The noise scared the vapid young women around her. The way they looked at her, their perfectly waxed eyebrows turned down in the middle, made her realize the sound must have been animalistic. Like something dying.
“Debra, are you okay?”
She looked around. “I need to get up.”
“You’re not going to be sick are you?” Nicole looked vaguely concerned.
“No, I just …” She shoved her hip against Rebecca until she finally moved and permitted Debra to exit the booth. Then, she stood. She searched out that feeling again, something horrible, and found it, ten feet away.
He was mostly obstructed from her view, painted over by layers of men in black-rimmed hipster glasses, women in short skirts. As Debra moved closer, she saw the edge of a slumped shoulder covered in blue. She saw the back of a long neck. Then, visually blocked, she only felt him again: cold, so cold.
“Excuse me.” She said it once, then twice. People wouldn’t move out of her way, too focused on getting a phone number, trying to sound good, act cool. They didn’t notice the cracked shell of a human in their midst.
She wondered how they couldn’t feel it, feel him? How could they not see the way he hurt? How could they not sense it like an incoming storm, smell the rain on dry pavement? How?
Debra did not usually heal in public. She shrank from human touch, because she knew what her powers could do. Yet, as she passed one more man, this one in a pink button-down, she reached her hand out and wrapped her open palm on the blue-clad shoulder.
She closed her dark eyes against the images.
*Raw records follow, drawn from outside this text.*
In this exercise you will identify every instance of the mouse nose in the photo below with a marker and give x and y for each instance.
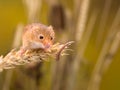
(47, 45)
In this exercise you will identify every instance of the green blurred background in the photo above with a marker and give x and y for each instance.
(13, 12)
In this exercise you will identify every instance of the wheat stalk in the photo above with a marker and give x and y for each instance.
(13, 59)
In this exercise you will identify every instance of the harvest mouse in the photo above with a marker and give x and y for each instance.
(37, 36)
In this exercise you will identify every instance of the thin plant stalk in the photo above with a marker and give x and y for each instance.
(16, 44)
(103, 20)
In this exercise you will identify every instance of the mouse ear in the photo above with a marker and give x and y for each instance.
(50, 27)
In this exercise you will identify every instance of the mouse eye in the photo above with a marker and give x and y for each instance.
(41, 37)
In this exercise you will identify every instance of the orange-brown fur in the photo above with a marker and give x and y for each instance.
(31, 36)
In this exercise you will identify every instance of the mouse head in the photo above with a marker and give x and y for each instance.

She would not betray a stranger’s intimacy that way. Instead, she focused on the pain, the horrible pain. She clenched her jaw and tried to suck some of the ache from his chest. She pulled at the despair inside him until she heard him take a loud breath. Warmth radiated out from Debra’s palm into the t-shirt material. Some of his pain went away.
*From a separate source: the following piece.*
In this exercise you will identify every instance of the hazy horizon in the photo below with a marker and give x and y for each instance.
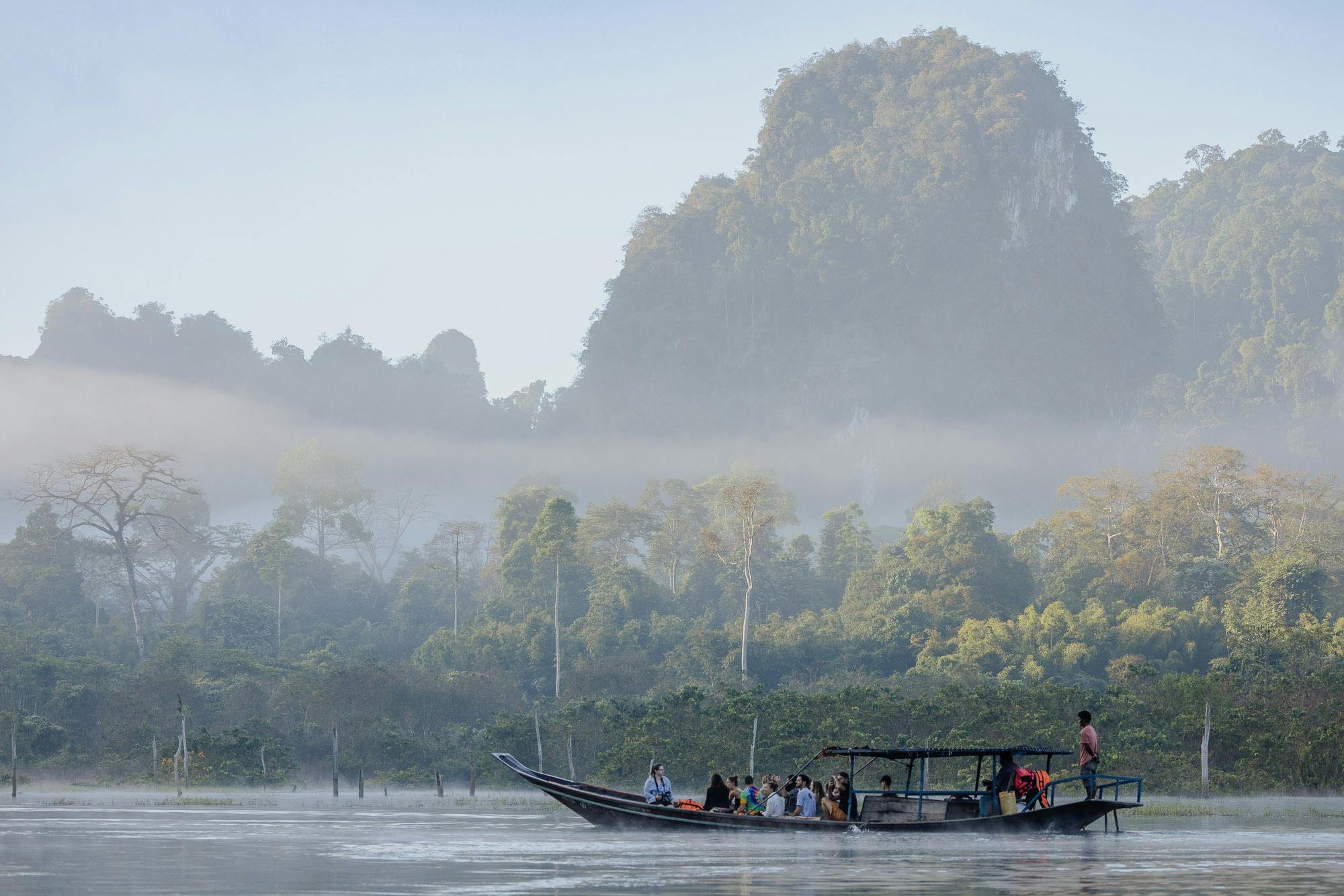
(291, 174)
Then, he crushed her to him. She didn’t see him move, feel him move, but there she was, her nose against his neck. His grip surrounded her. Her slim, strong arms pressed into his back. She stood between his legs, parted on the barstool. He smelled like overdue laundry, but he was warm. His skin was warm, and his t-shirt was soft. He moaned a shuddering breath against her collarbone and pulled away.
He stared up at her, eyes impossibly light in the yellow lamps, rimmed red. Up close, his hair was light brown. He was a little bit older than her. He looked like the kind of man who had an incredible smile. He reached up with long fingers and touched the side of her chin.
Debra looked at the half-empty glass of something dark and menacing on the bar. “You need tea,” she said.
He smiled just a touch, one side of his mouth curved up in the shape of a U-turn. Then, he nodded. Debra took his hand and pulled him through the crowd. She did not say goodbye to her friends.